Before the Ravens dropped Monday's bombshell about Cam Cameron, I was planning to write a column saying the Ravens didn't pass the Super Bowl sniff test.
With three games left in the regular season, they didn't seem to have the right stuff to go all the way, even with their second straight AFC North title within reach.
And I was going to write that I didn't need to see the team lose close games on the past two Sundays to understand that, because it was evident even before those games that something was amiss.
To me, the firing of Cameron, the team's offensive coordinator and chief play caller, is an indication that Ravens Head Coach John Harbaugh felt the same way and, in his view, the season wasn't going to end happily.
The New York Giants also didn't pass the sniff test a year ago in December (they were 7-7) and neither did the Green Bay Packers in 2010 (they were 8-6) and both wound up hoisting the Vince Lombardi Trophy, so you never know how things can change. This is Harbaugh's attempt to salvage a season headed in the wrong direction and create the same kind of turnaround.
To make such a change in mid-December goes against every tenet of how the Ravens operate. They pride themselves on taking a deep breath and staying the course, believing in their decision making and riding out the rough times instead of panicking – a mindset that has served them well.
This is the opposite kind of move, abrupt and shocking. Cameron loses his job in the midst of a playoff drive, less than a day after his offense generated enough yards and points to beat the Washington Redskins, only to watch the team's defense crumble in the final minutes?
Wow.
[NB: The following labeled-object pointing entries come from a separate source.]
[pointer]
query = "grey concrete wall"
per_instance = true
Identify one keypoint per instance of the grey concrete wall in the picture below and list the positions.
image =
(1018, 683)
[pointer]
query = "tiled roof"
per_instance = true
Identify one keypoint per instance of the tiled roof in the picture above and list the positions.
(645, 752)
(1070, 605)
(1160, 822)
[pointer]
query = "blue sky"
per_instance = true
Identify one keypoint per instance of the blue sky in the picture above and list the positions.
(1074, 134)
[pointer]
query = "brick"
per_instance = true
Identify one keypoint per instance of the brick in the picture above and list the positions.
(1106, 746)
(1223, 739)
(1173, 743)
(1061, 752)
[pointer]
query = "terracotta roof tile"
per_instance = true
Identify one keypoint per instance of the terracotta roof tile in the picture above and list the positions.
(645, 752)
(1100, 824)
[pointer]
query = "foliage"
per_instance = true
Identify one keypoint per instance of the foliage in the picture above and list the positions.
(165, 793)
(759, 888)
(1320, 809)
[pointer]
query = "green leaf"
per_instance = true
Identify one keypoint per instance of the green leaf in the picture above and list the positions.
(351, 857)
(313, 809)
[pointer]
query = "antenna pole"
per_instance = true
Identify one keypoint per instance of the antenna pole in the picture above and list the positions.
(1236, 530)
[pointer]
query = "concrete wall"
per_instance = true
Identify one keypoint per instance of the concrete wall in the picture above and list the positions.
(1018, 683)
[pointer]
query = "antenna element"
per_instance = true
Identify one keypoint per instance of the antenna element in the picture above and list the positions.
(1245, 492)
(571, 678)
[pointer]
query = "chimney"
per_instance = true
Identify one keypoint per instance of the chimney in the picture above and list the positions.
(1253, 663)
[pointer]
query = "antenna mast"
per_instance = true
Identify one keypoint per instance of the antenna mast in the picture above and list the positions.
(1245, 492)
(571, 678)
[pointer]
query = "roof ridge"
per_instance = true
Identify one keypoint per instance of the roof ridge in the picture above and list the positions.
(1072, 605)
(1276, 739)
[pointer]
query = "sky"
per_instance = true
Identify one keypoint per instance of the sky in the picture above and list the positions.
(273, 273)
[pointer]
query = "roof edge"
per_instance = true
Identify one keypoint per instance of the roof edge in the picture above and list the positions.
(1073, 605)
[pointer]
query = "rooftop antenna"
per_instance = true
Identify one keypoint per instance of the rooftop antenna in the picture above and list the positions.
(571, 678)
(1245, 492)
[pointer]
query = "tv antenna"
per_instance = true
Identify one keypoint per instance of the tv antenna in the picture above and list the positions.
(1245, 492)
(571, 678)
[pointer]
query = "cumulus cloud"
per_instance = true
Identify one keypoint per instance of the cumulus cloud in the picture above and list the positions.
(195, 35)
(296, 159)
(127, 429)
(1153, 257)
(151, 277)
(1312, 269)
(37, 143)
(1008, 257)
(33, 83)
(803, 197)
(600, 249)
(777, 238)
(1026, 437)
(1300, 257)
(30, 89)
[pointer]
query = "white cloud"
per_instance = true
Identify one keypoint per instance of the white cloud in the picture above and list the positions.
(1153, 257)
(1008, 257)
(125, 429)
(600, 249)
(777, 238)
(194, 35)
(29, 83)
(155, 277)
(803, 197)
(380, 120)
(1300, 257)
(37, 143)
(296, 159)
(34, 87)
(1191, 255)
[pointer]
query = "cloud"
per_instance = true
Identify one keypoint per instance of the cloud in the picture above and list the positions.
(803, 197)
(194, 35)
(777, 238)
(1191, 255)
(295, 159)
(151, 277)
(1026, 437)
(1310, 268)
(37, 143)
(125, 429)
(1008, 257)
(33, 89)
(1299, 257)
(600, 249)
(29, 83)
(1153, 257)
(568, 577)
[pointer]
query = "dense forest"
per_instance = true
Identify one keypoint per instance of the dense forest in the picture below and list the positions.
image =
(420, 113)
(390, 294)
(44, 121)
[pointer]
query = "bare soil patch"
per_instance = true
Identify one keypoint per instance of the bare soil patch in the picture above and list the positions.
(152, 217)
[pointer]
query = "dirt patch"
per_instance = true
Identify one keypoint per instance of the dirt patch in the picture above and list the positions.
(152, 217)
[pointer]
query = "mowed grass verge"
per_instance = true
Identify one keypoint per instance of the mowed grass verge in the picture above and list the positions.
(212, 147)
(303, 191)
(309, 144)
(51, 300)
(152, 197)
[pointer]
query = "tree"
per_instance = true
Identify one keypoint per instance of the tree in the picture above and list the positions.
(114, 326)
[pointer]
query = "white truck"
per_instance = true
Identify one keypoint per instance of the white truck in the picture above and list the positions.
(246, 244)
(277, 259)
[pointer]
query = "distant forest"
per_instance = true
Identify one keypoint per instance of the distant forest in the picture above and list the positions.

But the startling timing tells you that, indeed, larger problems existed in Harbaugh's view, problems that extended back beyond Sunday's defeat. The offense just seemed stuck in neutral, forever caught in various philosophical quandaries. To run or pass more? To huddle or not? To give the quarterback more authority or not? Some days were better than others, but there was always something to fret about.
I was never of the mind that Cameron, a veteran coach, was the entire problem, and I'm sure Harbaugh feels the same way. He loves his coaches. I'm sure this was the last thing he wanted to do, brutally hard for him. The guys on the field are also a major part of any equation of failure.
But I can't blame Harbaugh for making the move. The offense is 16th in passing, 17th in rushing and ranked near the bottom of the league in time of possession. It was the same old story, blah, blah, blah. Barring a major reversal, Cameron probably was gone after this season anyway.
Now Joe Flacco – another target of fan criticism – sits alone at the top of the responsibility chart. The fans have long debated whether he or Cameron was more responsible for what the offense didn't do. That the organization has gone with Flacco is hardly a surprise. Replacing a coordinator is a lot easier than replacing a starting quarterback with a history of taking you to the playoffs.
It remains to be seen whether this change will make a difference and give the Ravens a jolt. Cameron's replacement, Jim Caldwell, is an impressive guy, a former head coach with a long track record of success. His personality meshes better with Flacco's. But he has never stood on the sideline and called plays.
"The solution is in the building," Harbaugh said in a statement announcing the change Monday, and by that I take it he means he believes the coaches and players already "in the system" can produce a better offense.
It's a bold statement and a bold move by the head coach, but this is what a CEO does – steps in and makes important decisions when he feels they're necessary. This is a big one, a huge one, a dramatic attempt to keep a season of high hopes from possibly going off the rails.
Anyone who watched the Ravens in recent weeks would agree that, win or lose, the team needed a jolt. And for better or worse, things just got a lot more interesting, didn't they?